— Je n’ai revu personne, dit-il. Aucun de nos amis communs. J’ai énormément voyagé, tu sais. Braque, Prométhée, Jamison… » Ses paroles lui semblaient stupides, creuses. Il avala sa salive avant de répéter sa question : « Qui est Jaan ?
— Jaantony Riv Loup noble de Jadefer Vikary, précisa Ruark.
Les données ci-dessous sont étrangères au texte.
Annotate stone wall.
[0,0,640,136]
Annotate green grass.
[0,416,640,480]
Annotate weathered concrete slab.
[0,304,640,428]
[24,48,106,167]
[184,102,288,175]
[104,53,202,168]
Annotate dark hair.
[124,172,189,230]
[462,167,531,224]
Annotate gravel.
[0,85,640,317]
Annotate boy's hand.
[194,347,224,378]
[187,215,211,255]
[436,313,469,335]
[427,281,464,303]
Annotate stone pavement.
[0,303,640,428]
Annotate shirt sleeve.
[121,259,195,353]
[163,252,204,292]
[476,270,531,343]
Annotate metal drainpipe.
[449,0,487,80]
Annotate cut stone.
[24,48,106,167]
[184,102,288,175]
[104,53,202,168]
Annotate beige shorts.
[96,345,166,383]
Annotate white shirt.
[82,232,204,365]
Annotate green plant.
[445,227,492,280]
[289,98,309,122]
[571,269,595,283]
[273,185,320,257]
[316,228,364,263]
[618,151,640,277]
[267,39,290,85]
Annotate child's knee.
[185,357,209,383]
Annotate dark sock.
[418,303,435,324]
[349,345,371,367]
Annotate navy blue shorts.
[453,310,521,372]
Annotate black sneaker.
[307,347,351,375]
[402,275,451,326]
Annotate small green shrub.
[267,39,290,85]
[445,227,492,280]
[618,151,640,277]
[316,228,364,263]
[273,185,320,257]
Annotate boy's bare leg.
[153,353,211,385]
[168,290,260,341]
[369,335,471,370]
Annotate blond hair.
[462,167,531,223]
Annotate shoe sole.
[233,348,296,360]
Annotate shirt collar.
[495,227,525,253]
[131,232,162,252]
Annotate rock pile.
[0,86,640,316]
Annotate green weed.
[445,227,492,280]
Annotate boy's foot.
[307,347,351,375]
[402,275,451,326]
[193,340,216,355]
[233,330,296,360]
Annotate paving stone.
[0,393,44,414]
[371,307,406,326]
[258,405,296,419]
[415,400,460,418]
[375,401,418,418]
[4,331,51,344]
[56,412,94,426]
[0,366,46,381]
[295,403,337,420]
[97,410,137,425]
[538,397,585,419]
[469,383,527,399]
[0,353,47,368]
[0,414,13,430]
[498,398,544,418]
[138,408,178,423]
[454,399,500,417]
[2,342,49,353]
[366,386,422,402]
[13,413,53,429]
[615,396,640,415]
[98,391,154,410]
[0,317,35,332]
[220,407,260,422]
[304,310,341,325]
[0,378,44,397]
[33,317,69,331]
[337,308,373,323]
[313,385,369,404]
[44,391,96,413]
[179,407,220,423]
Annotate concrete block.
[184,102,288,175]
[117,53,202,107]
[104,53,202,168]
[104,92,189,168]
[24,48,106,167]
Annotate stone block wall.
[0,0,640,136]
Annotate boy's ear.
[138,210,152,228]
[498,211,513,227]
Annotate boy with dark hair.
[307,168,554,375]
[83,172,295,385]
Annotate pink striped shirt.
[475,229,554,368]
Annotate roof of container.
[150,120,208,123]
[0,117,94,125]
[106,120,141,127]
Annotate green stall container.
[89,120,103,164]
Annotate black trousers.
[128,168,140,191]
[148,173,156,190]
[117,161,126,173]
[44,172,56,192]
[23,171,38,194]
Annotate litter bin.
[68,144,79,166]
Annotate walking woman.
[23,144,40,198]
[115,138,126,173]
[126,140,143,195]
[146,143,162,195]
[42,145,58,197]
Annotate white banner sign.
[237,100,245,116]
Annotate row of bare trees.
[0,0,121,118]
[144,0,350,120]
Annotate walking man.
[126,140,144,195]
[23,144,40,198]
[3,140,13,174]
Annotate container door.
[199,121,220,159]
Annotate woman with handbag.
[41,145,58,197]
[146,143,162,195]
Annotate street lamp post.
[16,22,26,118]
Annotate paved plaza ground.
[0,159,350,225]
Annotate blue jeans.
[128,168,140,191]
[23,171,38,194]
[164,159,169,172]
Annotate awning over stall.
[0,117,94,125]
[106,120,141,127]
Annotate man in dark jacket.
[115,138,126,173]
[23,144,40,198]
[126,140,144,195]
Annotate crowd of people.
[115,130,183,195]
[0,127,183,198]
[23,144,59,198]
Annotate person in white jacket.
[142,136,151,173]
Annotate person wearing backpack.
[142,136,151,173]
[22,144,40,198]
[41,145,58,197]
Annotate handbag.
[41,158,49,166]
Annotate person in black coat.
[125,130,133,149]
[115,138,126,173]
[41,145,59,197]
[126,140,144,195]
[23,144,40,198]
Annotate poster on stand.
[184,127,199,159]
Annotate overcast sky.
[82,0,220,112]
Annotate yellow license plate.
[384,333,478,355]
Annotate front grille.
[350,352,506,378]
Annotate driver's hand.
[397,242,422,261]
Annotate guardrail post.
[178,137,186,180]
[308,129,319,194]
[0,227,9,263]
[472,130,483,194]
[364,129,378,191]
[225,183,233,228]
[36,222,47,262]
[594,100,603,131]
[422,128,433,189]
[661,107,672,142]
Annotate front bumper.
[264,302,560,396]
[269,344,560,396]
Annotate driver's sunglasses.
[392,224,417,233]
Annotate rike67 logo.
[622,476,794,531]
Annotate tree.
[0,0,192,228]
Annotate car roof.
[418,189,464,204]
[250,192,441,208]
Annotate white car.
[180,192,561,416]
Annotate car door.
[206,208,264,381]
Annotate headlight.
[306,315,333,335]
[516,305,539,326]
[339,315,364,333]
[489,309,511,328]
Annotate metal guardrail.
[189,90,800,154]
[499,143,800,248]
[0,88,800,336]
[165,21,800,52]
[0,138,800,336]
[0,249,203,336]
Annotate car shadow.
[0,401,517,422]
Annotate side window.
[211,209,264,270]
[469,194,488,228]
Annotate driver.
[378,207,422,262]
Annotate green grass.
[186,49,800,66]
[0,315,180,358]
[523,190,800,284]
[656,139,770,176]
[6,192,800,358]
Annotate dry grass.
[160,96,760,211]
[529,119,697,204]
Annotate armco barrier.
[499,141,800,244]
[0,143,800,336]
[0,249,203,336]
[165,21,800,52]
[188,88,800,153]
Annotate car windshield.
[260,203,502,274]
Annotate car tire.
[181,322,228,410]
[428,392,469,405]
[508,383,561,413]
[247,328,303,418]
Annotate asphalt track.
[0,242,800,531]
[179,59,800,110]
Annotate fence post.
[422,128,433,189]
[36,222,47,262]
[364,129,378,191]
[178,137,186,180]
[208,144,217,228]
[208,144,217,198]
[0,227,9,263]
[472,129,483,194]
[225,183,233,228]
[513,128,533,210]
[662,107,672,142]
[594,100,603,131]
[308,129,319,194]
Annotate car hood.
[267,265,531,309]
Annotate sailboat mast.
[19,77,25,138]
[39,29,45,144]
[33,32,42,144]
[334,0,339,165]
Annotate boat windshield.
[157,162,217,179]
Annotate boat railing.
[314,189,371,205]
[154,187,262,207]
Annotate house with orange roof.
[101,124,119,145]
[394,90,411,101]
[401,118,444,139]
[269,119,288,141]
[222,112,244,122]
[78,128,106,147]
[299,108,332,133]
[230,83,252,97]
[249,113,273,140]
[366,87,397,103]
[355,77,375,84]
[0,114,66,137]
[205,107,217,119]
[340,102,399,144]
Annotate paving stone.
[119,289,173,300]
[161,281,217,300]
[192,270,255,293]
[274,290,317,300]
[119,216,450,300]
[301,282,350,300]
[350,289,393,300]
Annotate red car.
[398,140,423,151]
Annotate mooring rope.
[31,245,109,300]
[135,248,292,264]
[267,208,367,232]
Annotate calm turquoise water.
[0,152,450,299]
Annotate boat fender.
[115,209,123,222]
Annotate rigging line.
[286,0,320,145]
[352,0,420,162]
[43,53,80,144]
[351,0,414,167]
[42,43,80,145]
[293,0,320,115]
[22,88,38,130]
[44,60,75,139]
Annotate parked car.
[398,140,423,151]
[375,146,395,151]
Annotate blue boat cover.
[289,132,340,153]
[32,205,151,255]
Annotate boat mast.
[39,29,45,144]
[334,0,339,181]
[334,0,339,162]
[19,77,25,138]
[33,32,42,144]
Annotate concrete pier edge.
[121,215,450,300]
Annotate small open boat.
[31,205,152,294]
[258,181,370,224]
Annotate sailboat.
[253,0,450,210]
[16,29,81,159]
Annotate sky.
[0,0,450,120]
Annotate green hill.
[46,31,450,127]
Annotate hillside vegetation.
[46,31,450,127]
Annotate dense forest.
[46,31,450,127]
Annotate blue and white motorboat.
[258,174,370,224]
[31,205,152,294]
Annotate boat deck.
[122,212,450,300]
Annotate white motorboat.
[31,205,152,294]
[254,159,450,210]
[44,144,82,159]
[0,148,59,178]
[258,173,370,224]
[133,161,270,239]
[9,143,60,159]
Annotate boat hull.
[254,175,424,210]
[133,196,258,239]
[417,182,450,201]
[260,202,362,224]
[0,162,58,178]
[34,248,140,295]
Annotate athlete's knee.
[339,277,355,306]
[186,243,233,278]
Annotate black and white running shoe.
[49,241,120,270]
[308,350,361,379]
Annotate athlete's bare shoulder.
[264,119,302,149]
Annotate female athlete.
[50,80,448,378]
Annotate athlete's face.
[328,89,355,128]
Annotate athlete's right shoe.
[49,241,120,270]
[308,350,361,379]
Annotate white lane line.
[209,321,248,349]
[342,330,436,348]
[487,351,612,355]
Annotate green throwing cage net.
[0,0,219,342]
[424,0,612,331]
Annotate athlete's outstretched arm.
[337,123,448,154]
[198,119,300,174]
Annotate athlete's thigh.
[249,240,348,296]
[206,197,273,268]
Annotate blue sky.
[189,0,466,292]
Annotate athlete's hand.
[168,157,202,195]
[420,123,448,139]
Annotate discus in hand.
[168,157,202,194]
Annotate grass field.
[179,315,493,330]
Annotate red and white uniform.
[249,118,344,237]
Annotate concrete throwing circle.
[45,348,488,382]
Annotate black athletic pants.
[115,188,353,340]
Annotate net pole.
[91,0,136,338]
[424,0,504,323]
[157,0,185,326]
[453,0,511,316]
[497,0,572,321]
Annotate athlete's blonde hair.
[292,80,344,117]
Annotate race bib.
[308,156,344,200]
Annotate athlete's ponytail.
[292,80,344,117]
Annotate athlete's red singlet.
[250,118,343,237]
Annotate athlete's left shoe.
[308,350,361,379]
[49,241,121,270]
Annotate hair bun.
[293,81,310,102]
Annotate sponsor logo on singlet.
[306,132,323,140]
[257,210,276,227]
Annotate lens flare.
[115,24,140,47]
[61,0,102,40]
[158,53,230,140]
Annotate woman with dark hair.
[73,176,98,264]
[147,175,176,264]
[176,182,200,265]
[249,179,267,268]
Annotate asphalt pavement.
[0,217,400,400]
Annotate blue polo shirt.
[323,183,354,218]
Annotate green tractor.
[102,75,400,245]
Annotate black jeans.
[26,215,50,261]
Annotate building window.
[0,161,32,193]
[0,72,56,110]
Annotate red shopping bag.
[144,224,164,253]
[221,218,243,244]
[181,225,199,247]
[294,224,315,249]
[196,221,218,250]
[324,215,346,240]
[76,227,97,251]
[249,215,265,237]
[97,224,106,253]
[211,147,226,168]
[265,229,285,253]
— Jaan est mon… » Elle hésita. « Ce n’est guère facile à expliquer. Je suis la betheyn de Jaan, la cro-betheyn de son teyn, Garse. » Elle détourna un bref instant les yeux des instruments de bord. Dirk ne faisait montre d’aucun signe de compréhension.
« Mon époux, finit-elle par lâcher. Je suis désolée, Dirk. Ce terme ne correspond pas tout à fait à la réalité, mais c’est celui qui s’en rapproche le plus. Jaan est mon époux. »
Dirk, tassé sur son siège, les bras croisés, se garda bien de tout commentaire. Il avait froid, il souffrait, et se demandait ce qu’il faisait là. Le souvenir du joyau-qui-murmure faisait naître dans son esprit toute une profusion de questions. Gwen avait certainement eu de bonnes raisons pour le lui renvoyer, des raisons qu’elle ne manquerait pas de lui expliquer. En vérité, il aurait dû s’attendre à ce qu’elle ne soit pas restée seule. Au spatioport, il avait même soupçonné un court instant Ruark d’être peut-être davantage qu’un ami, sans que cela l’affecte le moins du monde.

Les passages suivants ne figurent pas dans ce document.